NICE CKS and the BNF are essential reference tools. When you get a question wrong, checking the relevant CKS topic or BNF entry — or using iatroX's clinical AI to query the guideline — closes the loop between practice and understanding.

Guidance for IMGs

Since August 2024, PLAB 1 has been aligned with the MLA Content Map. This means that PLAB 1 and the UKMLA AKT test the same clinical knowledge. Whether you book an exam under the name "PLAB 1" or "UKMLA AKT," the content is effectively identical.

The practical implication: PLAB-branded resources (PLABable, MedRevisions, Pastest PLAB modules) and UKMLA-branded resources (Geeky Medics, Quesmed, PassMedicine) are both applicable. The underlying clinical content is the same.

iatroX covers both PLAB and UKMLA for free. Since the content is aligned, one bank serves both exams. For a detailed comparison of the relationship between PLAB and UKMLA, see the PLAB vs UKMLA comparison.

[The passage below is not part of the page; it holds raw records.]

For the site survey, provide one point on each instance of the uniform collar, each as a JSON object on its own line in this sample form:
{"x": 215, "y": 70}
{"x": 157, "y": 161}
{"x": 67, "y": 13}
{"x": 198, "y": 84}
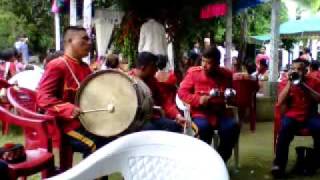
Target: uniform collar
{"x": 69, "y": 58}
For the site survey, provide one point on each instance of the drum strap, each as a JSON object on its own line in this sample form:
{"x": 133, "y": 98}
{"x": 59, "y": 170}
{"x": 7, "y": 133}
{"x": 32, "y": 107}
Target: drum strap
{"x": 72, "y": 73}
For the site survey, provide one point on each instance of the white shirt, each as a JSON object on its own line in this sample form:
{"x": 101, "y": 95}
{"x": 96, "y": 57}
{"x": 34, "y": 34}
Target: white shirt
{"x": 22, "y": 47}
{"x": 222, "y": 54}
{"x": 153, "y": 38}
{"x": 28, "y": 79}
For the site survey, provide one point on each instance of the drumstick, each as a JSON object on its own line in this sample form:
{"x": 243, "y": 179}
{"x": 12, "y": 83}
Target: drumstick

IMG-specific considerations: familiarise yourself with UK-specific guidelines (NICE, CKS, BNF). Many correct answers in the UKMLA are determined by UK guideline recommendations, which may differ from the management approaches used in your home country. Using a UK-focused Q-bank (rather than a global resource) ensures you learn the UK-specific management.

Study Plan

For UK medical students integrating UKMLA preparation into their final year, the AKT revision typically runs alongside clinical placements. Start Q-bank practice at the beginning of the final year, aiming for 30–50 questions per day alongside clinical learning. Increase to 50–80 questions per day in the dedicated revision period before the exam.

For IMGs preparing for PLAB 1/UKMLA, a dedicated 3–6 month preparation period is typical. Focus heavily on UK-specific guidelines (NICE, CKS, BNF), prescribing conventions (BNF), and clinical scenarios set in UK primary care and hospital contexts.

For both groups, mock exams under timed conditions are essential. Do at least 3–4 full-length mocks before sitting the real exam.

Information based on GMC publications and public sources as of 21 April 2026. Trademarks belong to their owners.